The above embodiment is an example in which connection is made to one subscriber line for monitoring, but each of the measurement circuits described above is connected to a plurality of subscriber lines in sequence through a selector circuit that connects the plurality of lines in sequence. However, it can be easily realized that the time when the failure occurred and the failure item are recorded on the line side in the failure recording area, and even in that case, the effects of the present invention do not change. Further, the effect of the present invention remains the same even if the order of recording the measured values of each measuring circuit and the order of comparing each measured value with each reference value are arbitrarily changed.

〔Effect of the invention〕

As explained in detail above, by using the subscriber line monitoring device according to the present invention, various characteristic values of the subscriber line can be periodically measured within a certain period of time, and the time and item of failure can be automatically recorded. This eliminates the hassle and inefficiency of manually switching measurement items and long-term monitoring, and makes maintenance work easier and more efficient by capturing intermittent failures in subscriber lines. be.

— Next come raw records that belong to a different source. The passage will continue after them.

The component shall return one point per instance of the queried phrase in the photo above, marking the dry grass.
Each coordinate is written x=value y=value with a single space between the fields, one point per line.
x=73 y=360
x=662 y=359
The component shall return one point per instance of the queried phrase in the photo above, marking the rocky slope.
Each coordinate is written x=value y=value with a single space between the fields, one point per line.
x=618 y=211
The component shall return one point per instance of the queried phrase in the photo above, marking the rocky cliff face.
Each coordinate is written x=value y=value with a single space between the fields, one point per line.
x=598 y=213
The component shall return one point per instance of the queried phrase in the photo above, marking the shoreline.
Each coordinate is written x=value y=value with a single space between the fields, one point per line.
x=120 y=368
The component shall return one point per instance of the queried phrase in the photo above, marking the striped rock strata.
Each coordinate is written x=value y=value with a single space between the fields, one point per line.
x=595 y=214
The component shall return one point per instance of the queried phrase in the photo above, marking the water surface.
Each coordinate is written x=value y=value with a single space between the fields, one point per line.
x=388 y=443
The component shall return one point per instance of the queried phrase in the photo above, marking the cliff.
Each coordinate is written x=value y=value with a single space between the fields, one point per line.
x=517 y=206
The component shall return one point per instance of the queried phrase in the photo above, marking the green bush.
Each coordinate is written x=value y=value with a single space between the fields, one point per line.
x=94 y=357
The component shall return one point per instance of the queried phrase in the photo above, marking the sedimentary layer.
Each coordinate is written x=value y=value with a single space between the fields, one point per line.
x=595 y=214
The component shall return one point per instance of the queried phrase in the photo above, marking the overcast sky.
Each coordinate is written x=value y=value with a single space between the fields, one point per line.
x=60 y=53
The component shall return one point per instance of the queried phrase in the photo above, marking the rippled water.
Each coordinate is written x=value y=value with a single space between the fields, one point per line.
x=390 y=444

[Brief explanation of drawings]

Fig. 1 is a block diagram of the principle of the present invention, Fig. 2 is a block diagram of a subscriber line monitoring device according to an embodiment of the present invention, Fig. 3 is an explanatory diagram of a reference value table, and Fig. 4 is a measurement recording program and 3 is a flowchart of a failure recording program. In the figure, 1 is a subscriber line monitoring device, 2 is a subscriber line, 10 is a measurement unit, 13 is a digital conversion means, 14 is a signal distribution unit, 15 is a processing unit, 150 is a reference value table, and 151 is a measurement recording process. Show the means. Figure 1 is a block diagram of the principle of the present invention. Figure 3 is an explanatory diagram of the reference value table.

Claims (1)

[Scope of Claims] A measuring unit (10) that measures a plurality of types of characteristic values defined in the subscriber line (2), and a digital converter that digitizes the analog measurement values measured by the measuring unit (10). (13); a signal distribution unit (14) that sends a control signal that causes the measuring unit (10) to select the characteristic value to be measured; and a reference value table storing reference values corresponding to each of the measured values. (150) and each of the measured values digitized by the digital conversion means (13), and combines each recorded measured value with each of the reference values stored in the reference value table (150). It is characterized by comprising a processing unit (15) having a measurement recording processing means (151) for comparing the values and determining whether or not there is a failure, and in the case of a failure, recording the time of occurrence and the failure item. Subscriber line monitoring equipment.